La que busca corazones. Debía de ser una de las Renegadas, aunque no reconocía las imágenes de esa mujer transmitidas por los lobos. Era alguien antiguo, de otra era, pero también los recuerdos de los lobos se remontaban a tiempos remotos, si bien a menudo las cosas que recordaban eran fragmentos de fragmentos que sus antepasados habían visto.

—¿Alguna novedad? —preguntó Gaul.

—Otra de las Renegadas está aquí —gruñó Perrin—. Haciendo algo en el este.

—¿Eso nos incumbe a nosotros?

—Todo lo que hagan los Renegados nos incumbe.

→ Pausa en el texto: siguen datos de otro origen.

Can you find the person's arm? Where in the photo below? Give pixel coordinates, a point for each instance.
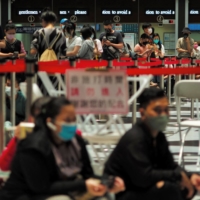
(35, 43)
(22, 53)
(5, 55)
(83, 50)
(34, 168)
(87, 170)
(140, 170)
(74, 52)
(7, 155)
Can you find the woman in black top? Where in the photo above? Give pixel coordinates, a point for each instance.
(52, 160)
(12, 45)
(45, 37)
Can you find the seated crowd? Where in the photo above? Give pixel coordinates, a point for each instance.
(53, 160)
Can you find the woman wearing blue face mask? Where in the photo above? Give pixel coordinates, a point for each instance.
(159, 48)
(52, 160)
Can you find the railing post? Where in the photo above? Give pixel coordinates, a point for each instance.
(134, 105)
(30, 72)
(2, 107)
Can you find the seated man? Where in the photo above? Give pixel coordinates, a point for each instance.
(143, 160)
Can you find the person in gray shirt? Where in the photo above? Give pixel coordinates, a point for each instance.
(87, 49)
(185, 44)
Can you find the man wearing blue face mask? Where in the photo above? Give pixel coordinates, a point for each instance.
(143, 160)
(63, 23)
(19, 99)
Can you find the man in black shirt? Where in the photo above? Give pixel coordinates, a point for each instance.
(143, 160)
(110, 38)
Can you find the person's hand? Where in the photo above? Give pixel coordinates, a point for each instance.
(107, 42)
(186, 183)
(195, 180)
(10, 54)
(118, 186)
(95, 188)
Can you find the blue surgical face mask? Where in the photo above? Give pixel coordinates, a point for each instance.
(8, 91)
(156, 41)
(68, 131)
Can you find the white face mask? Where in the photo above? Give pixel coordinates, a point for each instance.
(150, 30)
(8, 91)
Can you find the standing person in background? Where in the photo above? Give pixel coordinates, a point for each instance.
(196, 51)
(63, 23)
(13, 46)
(185, 44)
(20, 100)
(98, 50)
(142, 47)
(73, 42)
(110, 39)
(46, 36)
(147, 28)
(87, 49)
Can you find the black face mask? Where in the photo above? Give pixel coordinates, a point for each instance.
(185, 35)
(107, 30)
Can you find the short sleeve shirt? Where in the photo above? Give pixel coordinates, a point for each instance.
(115, 38)
(181, 43)
(140, 49)
(72, 43)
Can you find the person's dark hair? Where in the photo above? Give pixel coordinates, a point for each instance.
(146, 25)
(123, 35)
(86, 32)
(70, 26)
(48, 16)
(144, 36)
(10, 27)
(107, 22)
(50, 109)
(150, 94)
(38, 104)
(9, 21)
(159, 43)
(20, 77)
(92, 30)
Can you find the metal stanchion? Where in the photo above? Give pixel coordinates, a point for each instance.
(162, 76)
(2, 108)
(134, 105)
(72, 61)
(13, 95)
(178, 77)
(30, 72)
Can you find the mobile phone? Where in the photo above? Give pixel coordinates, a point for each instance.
(16, 53)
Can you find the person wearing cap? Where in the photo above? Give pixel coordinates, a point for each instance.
(73, 42)
(185, 44)
(63, 23)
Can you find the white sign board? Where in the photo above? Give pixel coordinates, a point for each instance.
(130, 39)
(98, 92)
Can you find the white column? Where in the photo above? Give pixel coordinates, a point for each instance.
(9, 9)
(186, 12)
(177, 21)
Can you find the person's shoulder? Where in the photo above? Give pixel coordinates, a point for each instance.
(134, 135)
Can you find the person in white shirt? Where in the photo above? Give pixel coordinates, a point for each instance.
(73, 42)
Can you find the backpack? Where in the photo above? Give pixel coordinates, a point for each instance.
(49, 53)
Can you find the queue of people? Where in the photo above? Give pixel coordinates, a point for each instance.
(53, 160)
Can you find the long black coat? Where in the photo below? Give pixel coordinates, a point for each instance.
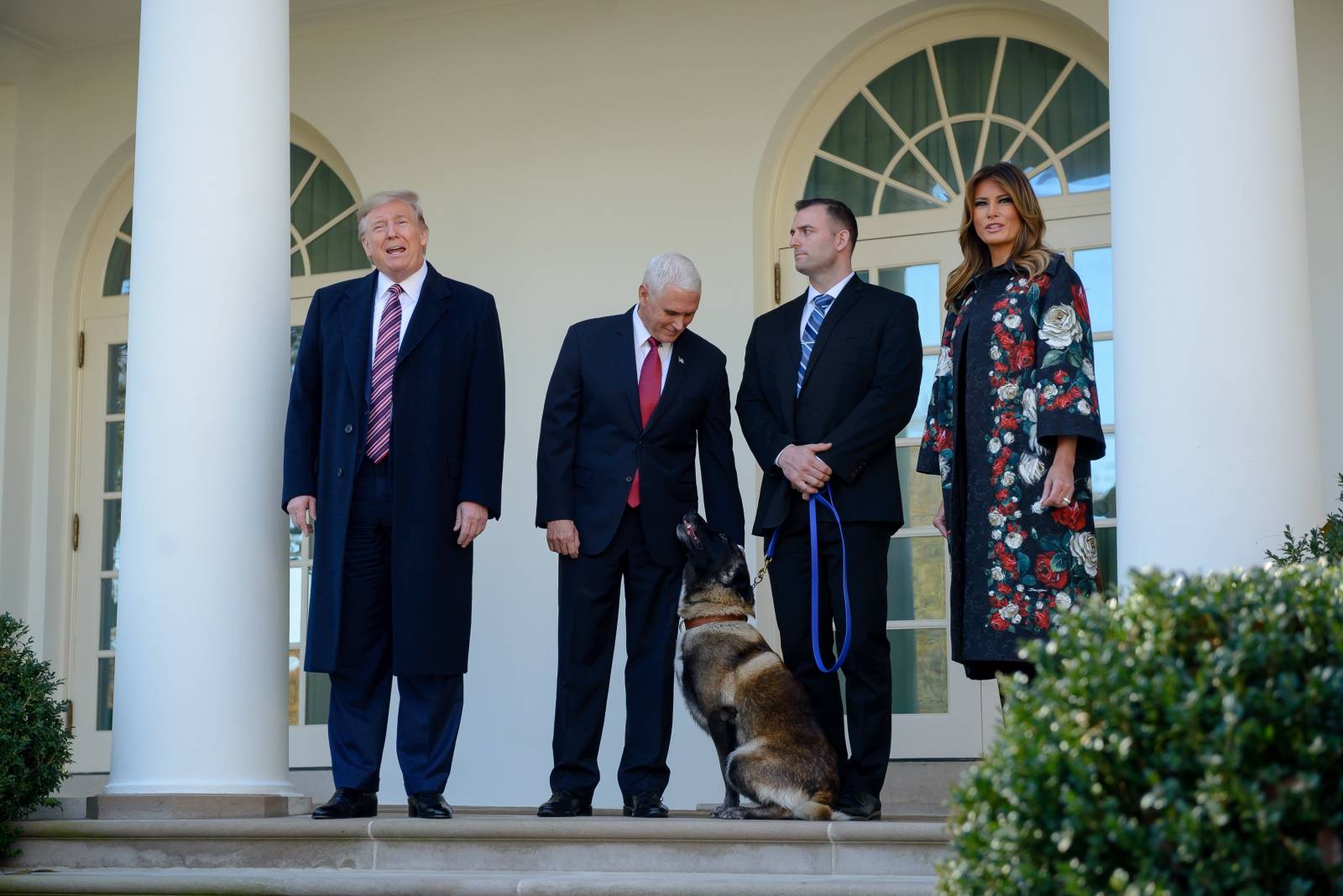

Perrin se puso de pie, se agachó y tocó a Gaul en el hombro. Cambio. Se trasladaron hacia donde Pasos les había indicado. La posición no era precisa, pero una vez que Perrin llegó allí encontró unos lobos que habían visto a La que busca corazones en su camino a las Tierras Fronterizas el día anterior. Transmitieron a Perrin entusiastas saludos y preguntaron si iba a liderarlos.

Hizo caso omiso de sus preguntas y pidió que precisaran dónde había sido vista La que busca corazones. Era en Merrilor.

Cambio. Perrin apareció allí. Una extraña niebla flotaba en el paisaje. Los grandes árboles que Rand había hecho crecer se reflejaban allí, y las puntas de las altísimas copas atravesaban la bruma.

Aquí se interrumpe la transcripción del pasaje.